I am using dedicated SQL pool synapse with 500 DWU. ADF is running under a workload classifier assigned to largerc group and with above_normal importance :
I have a stored procedure inside an ADF foreach loop, activities on the foreach loop run in parallel (max of 20 batch count in parallel).
The stored procedure is an INSERT INTO statement from an OPENJSON query (the table containing the json is on a replicated synapse table) to a staging HEAP synapse table.
The problem is when I query the dynamic view to monitor queries run on synapse I see that just one INSERT statement runs at a time all the others are suspended.

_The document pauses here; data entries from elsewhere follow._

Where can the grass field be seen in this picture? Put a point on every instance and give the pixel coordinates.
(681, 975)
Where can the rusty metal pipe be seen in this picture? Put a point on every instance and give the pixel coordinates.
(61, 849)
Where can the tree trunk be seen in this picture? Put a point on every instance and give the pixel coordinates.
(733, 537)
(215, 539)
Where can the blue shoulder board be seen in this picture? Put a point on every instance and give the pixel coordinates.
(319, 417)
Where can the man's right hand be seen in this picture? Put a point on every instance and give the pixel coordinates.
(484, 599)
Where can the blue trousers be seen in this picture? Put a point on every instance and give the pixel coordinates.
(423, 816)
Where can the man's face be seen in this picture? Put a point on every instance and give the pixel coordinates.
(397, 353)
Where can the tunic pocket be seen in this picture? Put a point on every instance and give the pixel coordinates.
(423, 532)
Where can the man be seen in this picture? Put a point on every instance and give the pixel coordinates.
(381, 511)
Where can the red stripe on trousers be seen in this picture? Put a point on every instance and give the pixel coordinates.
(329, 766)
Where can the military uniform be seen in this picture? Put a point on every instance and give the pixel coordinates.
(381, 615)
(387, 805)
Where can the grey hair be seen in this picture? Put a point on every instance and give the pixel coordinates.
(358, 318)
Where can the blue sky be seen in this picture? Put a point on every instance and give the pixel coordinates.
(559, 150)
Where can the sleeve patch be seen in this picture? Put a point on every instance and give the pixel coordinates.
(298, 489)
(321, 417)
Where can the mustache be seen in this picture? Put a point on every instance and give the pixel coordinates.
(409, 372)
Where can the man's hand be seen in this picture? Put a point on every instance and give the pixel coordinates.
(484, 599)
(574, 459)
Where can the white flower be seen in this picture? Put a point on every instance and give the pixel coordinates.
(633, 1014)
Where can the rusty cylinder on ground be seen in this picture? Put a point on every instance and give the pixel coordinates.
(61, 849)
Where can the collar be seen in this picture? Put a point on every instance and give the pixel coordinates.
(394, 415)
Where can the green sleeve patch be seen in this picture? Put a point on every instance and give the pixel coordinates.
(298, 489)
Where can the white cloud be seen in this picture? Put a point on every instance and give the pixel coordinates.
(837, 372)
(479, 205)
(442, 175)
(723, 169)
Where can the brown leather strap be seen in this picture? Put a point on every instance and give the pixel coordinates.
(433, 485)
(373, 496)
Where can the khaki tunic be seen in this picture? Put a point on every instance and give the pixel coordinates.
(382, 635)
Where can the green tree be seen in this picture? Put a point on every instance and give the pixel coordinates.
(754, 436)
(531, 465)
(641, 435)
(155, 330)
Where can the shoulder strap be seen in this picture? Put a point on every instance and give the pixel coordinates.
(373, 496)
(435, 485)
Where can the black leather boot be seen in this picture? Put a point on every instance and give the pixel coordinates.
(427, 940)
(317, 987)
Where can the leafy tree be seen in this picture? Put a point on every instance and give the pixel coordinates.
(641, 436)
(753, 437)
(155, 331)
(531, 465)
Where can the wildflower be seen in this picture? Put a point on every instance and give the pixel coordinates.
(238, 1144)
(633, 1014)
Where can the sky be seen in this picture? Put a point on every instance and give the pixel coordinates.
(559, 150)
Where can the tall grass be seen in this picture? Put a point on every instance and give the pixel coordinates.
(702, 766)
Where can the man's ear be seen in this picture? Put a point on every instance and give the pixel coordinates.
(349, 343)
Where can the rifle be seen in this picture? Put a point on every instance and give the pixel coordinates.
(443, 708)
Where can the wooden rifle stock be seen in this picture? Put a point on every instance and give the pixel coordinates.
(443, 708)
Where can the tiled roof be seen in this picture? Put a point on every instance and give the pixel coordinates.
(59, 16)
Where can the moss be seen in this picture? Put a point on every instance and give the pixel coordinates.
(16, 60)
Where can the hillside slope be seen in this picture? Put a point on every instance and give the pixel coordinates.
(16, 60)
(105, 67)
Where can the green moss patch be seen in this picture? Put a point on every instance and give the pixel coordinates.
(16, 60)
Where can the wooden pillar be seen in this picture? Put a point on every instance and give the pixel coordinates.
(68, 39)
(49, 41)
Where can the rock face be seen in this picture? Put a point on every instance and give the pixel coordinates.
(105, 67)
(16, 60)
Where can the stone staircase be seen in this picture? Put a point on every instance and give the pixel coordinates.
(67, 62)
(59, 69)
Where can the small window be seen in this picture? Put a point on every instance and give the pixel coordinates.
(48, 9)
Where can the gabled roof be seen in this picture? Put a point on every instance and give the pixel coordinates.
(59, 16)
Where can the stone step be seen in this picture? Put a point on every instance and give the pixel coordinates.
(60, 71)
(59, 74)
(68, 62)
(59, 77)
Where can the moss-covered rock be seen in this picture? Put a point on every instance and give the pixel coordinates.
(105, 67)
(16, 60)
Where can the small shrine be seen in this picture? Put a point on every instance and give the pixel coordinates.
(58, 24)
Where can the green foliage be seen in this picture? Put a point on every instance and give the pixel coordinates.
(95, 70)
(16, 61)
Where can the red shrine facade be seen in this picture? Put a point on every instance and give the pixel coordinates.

Is this a lock problem ? is their something to change on the query to do multiple insert at the same time.
This is the stored procedure inside the loop :
CREATE PROC [staging].[usp_stg_load_SrcChroniquesPGA] @file_name
[varchar](100) AS
BEGIN
DECLARE @json nvarchar(max) = (select json_file from [staging].
[xml_to_json] where [file_name] = @file_name) ;
INSERT INTO [staging].[SrcChroniquesPGA]
select
@file_name as [NomFichier]
,[DatePublication],[NomSource],[Pas],[Type],[DateChronique]

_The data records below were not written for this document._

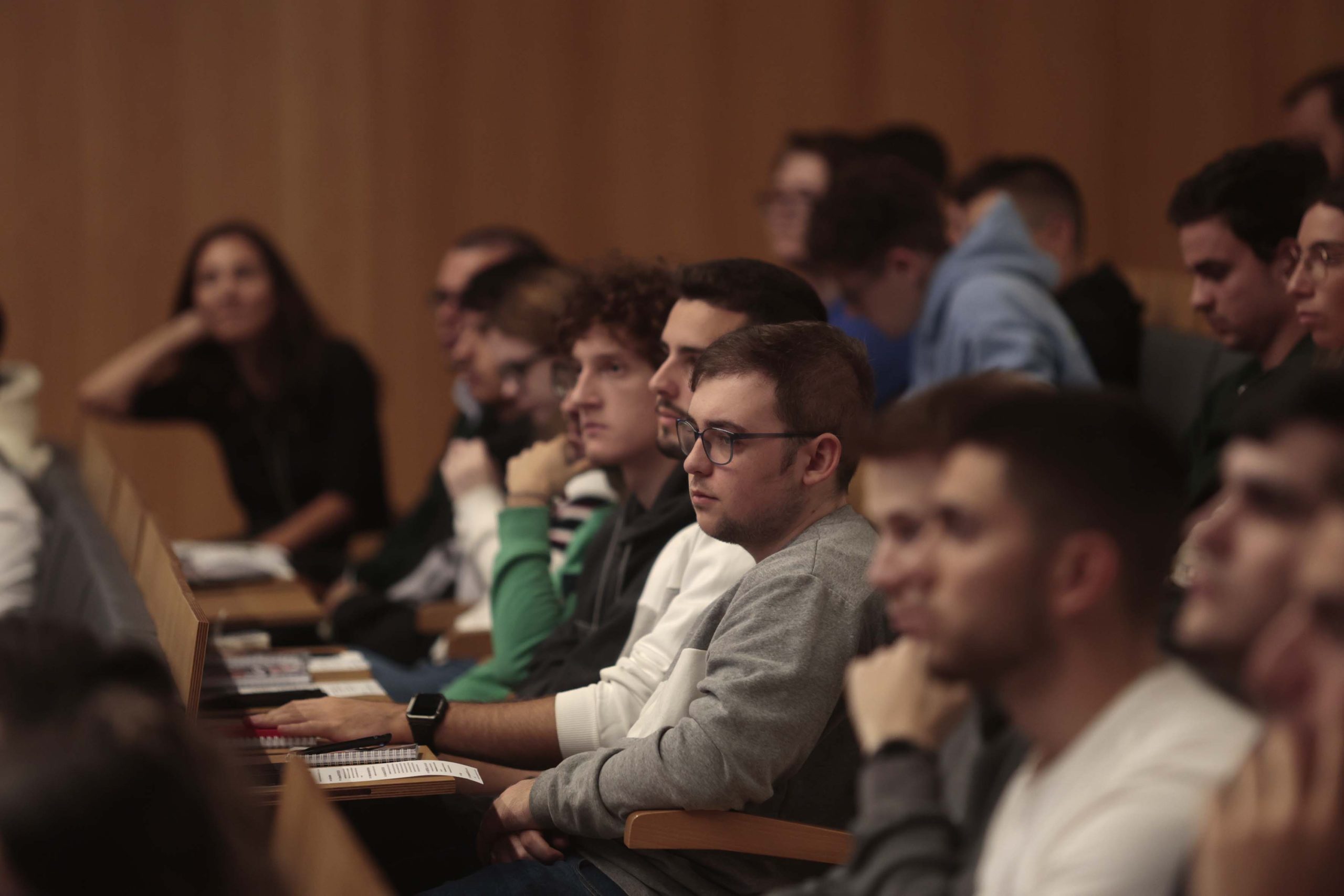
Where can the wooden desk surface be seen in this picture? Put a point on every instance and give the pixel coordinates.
(262, 604)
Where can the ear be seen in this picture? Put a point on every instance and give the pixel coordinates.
(908, 263)
(1084, 571)
(820, 458)
(1285, 258)
(1057, 236)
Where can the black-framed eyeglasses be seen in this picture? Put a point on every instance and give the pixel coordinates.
(1318, 260)
(771, 201)
(718, 444)
(565, 375)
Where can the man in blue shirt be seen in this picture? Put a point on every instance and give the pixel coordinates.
(984, 305)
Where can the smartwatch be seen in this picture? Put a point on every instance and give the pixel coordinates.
(424, 714)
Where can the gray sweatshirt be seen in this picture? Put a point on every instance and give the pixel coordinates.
(762, 731)
(922, 818)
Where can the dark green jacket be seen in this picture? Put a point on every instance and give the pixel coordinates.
(1214, 426)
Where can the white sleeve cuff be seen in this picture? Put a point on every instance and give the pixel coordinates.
(575, 721)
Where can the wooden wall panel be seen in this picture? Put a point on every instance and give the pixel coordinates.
(366, 133)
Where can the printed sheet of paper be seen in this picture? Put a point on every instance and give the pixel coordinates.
(390, 770)
(343, 661)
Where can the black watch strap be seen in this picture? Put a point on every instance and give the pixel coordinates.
(425, 724)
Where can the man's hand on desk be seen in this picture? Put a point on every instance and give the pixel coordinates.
(508, 832)
(338, 719)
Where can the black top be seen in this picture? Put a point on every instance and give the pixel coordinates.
(284, 453)
(616, 565)
(1109, 323)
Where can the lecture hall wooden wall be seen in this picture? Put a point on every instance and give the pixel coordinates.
(366, 133)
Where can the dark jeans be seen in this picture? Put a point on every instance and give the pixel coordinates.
(572, 876)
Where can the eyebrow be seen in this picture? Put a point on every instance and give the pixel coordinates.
(603, 356)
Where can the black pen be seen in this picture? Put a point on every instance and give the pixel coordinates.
(377, 741)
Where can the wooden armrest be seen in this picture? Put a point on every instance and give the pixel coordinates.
(469, 645)
(437, 617)
(495, 779)
(737, 832)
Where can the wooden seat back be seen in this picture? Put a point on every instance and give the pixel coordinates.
(97, 472)
(182, 626)
(313, 847)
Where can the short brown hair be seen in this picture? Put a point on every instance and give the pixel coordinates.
(822, 379)
(629, 297)
(932, 422)
(531, 308)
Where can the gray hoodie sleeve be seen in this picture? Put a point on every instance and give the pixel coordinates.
(774, 672)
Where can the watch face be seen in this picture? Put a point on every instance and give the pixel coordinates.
(425, 705)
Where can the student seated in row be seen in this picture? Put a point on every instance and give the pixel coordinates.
(522, 304)
(246, 355)
(1030, 571)
(22, 460)
(412, 561)
(690, 573)
(748, 714)
(1235, 220)
(512, 309)
(983, 304)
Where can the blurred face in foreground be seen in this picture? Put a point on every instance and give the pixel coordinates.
(902, 505)
(1297, 668)
(1247, 550)
(979, 593)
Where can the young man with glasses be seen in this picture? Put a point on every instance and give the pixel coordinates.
(1318, 284)
(749, 716)
(374, 604)
(690, 573)
(1237, 219)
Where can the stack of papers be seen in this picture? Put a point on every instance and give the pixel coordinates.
(225, 562)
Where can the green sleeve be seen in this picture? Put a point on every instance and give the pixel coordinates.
(527, 601)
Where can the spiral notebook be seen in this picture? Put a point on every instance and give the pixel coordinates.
(365, 757)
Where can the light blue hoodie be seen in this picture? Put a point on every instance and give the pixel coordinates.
(990, 307)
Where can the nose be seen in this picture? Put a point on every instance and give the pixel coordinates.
(1300, 285)
(886, 571)
(1214, 534)
(1201, 297)
(698, 462)
(582, 395)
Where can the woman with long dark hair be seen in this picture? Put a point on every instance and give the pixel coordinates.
(295, 410)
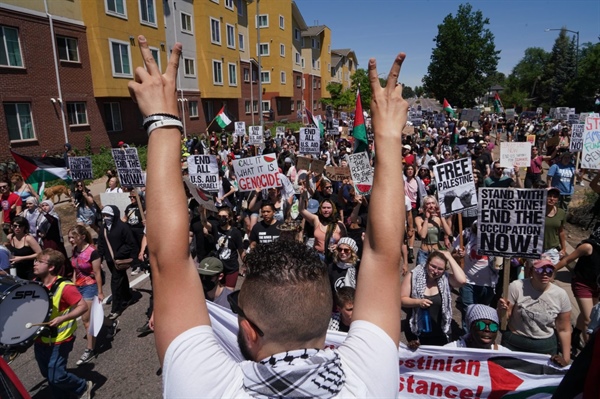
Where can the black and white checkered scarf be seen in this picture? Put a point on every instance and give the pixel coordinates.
(303, 373)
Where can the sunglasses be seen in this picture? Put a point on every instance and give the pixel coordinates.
(544, 270)
(481, 325)
(233, 299)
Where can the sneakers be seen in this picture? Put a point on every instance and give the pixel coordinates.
(88, 355)
(87, 394)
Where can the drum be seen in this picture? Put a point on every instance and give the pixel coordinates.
(21, 302)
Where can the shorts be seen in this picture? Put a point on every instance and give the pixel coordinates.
(88, 292)
(582, 290)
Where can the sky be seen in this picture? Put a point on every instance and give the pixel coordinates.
(383, 28)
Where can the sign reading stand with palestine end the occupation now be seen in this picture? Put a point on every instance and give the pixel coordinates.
(511, 222)
(129, 167)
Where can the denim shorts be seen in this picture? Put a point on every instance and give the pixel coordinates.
(88, 292)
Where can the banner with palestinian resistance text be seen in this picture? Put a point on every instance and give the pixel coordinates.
(438, 372)
(511, 222)
(455, 186)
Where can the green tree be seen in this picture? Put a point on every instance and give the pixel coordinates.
(464, 59)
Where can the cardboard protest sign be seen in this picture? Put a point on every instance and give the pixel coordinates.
(240, 129)
(255, 135)
(204, 171)
(515, 154)
(129, 167)
(310, 141)
(455, 186)
(204, 199)
(590, 153)
(511, 222)
(337, 173)
(361, 172)
(81, 168)
(577, 137)
(257, 172)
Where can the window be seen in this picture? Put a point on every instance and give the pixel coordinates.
(193, 107)
(186, 23)
(230, 35)
(121, 64)
(262, 21)
(241, 41)
(147, 13)
(215, 31)
(112, 117)
(19, 121)
(265, 76)
(10, 52)
(117, 8)
(263, 48)
(67, 49)
(232, 69)
(217, 72)
(77, 114)
(189, 67)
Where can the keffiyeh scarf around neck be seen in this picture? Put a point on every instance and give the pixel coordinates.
(419, 284)
(303, 373)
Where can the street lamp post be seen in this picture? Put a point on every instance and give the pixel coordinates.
(577, 50)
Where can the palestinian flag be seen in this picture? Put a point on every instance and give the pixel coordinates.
(313, 121)
(222, 120)
(448, 108)
(359, 132)
(37, 170)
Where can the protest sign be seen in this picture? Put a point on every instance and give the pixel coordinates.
(204, 171)
(511, 222)
(436, 371)
(256, 172)
(514, 153)
(337, 173)
(361, 172)
(255, 134)
(128, 166)
(577, 137)
(455, 186)
(204, 199)
(590, 154)
(240, 129)
(81, 168)
(310, 141)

,CASE WHEN Pas = 'H' AND DATEPART(hh, DateChronique) BETWEEN 0 AND 5 THEN DATEADD(day, -1, CAST(DateChronique AS DATE))
ELSE CAST(DateChronique AS DATE) END
AS [DateJourneeGaziere]
,[HorodateMaj],[Qualite]
,[ValeurChronique],[DateStatut],[HorodateMajStatut],[ValeurStatut]

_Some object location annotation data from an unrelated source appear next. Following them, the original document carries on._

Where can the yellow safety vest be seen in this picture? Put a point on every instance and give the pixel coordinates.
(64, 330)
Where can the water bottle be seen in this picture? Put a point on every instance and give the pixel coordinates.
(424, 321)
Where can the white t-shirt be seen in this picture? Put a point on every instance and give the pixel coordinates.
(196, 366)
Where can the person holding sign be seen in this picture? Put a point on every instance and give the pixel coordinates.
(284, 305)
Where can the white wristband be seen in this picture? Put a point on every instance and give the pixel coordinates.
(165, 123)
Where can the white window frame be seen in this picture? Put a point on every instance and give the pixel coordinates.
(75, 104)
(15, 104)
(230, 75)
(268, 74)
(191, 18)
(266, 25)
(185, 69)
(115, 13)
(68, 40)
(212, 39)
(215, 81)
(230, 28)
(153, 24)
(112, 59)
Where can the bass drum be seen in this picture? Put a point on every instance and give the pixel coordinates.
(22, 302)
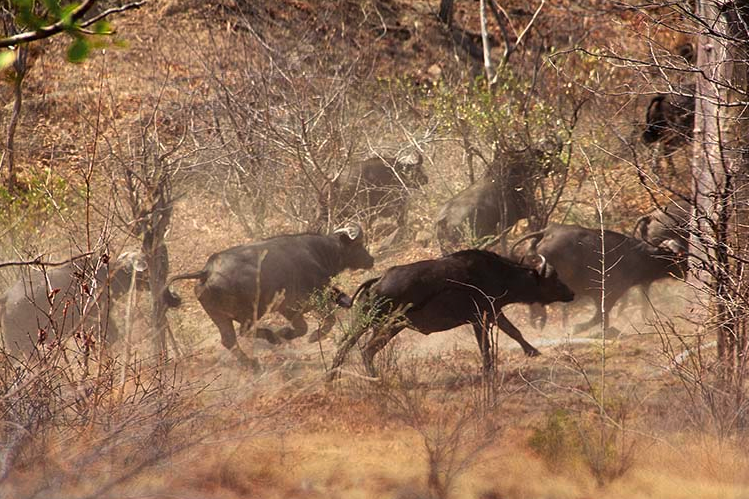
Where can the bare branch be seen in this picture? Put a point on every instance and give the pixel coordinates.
(38, 261)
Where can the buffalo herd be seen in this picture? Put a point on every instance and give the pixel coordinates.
(560, 263)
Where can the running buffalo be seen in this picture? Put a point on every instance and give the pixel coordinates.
(467, 287)
(497, 201)
(376, 187)
(576, 254)
(241, 283)
(668, 222)
(48, 307)
(670, 122)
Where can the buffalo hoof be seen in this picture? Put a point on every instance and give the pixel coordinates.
(316, 336)
(288, 333)
(268, 336)
(246, 362)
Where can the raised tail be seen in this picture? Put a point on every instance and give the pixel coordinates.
(172, 299)
(345, 301)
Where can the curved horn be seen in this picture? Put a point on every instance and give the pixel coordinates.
(541, 267)
(353, 230)
(673, 246)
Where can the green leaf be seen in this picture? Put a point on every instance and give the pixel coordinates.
(102, 28)
(66, 16)
(53, 6)
(7, 58)
(78, 50)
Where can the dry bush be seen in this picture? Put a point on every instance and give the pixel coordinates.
(65, 413)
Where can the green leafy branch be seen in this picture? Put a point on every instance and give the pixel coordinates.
(58, 18)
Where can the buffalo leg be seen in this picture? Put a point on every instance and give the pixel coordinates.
(596, 319)
(376, 343)
(513, 332)
(323, 329)
(229, 340)
(298, 327)
(343, 350)
(538, 315)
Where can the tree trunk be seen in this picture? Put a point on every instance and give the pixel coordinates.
(446, 12)
(20, 68)
(720, 179)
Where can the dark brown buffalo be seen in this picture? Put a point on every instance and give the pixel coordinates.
(240, 284)
(48, 307)
(576, 254)
(477, 212)
(467, 287)
(497, 201)
(373, 188)
(669, 222)
(670, 122)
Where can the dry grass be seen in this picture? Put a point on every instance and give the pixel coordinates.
(285, 433)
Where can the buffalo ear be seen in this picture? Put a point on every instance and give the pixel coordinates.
(673, 246)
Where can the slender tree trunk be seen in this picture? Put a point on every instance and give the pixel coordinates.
(488, 66)
(446, 12)
(720, 172)
(20, 69)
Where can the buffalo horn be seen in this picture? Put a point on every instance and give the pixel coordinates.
(541, 267)
(352, 230)
(673, 246)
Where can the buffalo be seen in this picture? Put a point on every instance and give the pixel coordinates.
(576, 254)
(666, 223)
(495, 202)
(242, 283)
(477, 212)
(373, 188)
(47, 307)
(669, 222)
(467, 287)
(670, 122)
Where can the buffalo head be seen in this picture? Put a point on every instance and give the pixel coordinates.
(355, 255)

from OPENJSON( @json ,'$')
WITH (
[DatePublication] [datetime2](7) '$.Transaction.HorodateInfos',
[PGA] nvarchar(MAX) '$.PGA' as JSON
) j
CROSS APPLY OPENJSON(PGA)
WITH (
[NomSource] [nvarchar](256) '$.PCEIdentification.NomSource',
[PGAStatut] nvarchar(MAX) '$.PGAStatut' as JSON,
[PGAChronique] nvarchar(MAX) '$.PGAChronique' as JSON
)
CROSS APPLY OPENJSON(PGAChronique)
WITH (
[Pas] [nvarchar](256) '$.Pas',
[Type] [nvarchar](256) '$.Type',
--[Unite] nvarchar(100) '$.Unite',
[Mesure] nvarchar(MAX) '$.Mesure' as JSON
)
CROSS APPLY OPENJSON([Mesure])
WITH (
[DateChronique] [datetime2](7) '$.Date',
[ValeurChronique] [float] '$.Valeur',
[HorodateMaj] [datetime2](7) '$.HorodateMaj',
[Qualite] [nvarchar](256) '$.Qualite'
) msr
OUTER APPLY (
SELECT * FROM OPENJSON(PGAStatut)
WITH (
[DateStatut] [datetime2](7) '$.Date',
[HorodateMajStatut] [datetime2](7) '$.HorodateMaj',
[ValeurStatut] [nvarchar](256) '$.Valeur'
)
WHERE [DateStatut] = [DateChronique]
) jj
END
CodePudding user response:
The best approach is to get rid of the for loop in ADF and change it to a single insert statement which parses all JSON rows. That should drastically improve performance and eliminate locking on the single destination table. I believe locking is the fundamental blocker. But also in Synapse large inserts perform better than thousands of small inserts.
I would recommend you refactor your INSERT
statement. Instead of FROM OPENJSON( @json ,'$')
try FROM staging.xml_to_json CROSS APPLY OPENJSON(json_file)
… You should try to load all the file paths in one insert.
CodePudding user response:
So as per the documentation DWU 500 has 20 concurrent queries, 20 concurrency slots and largerc takes 4 slots. So the maximum concurrency you can expect is 5 and that does not include any other queries running.
I would suggest lowering the resource class or trying a static resource class. You could also try raising the DWU but obviously this is more expensive. Experiment with your workload to see what works best. It is strange you are only getting one query running at a time - check your For Each activity is not running in sequential mode and use the DMVs (sys.dm_pdw_exec_requests) to check for other queries executing and queuing.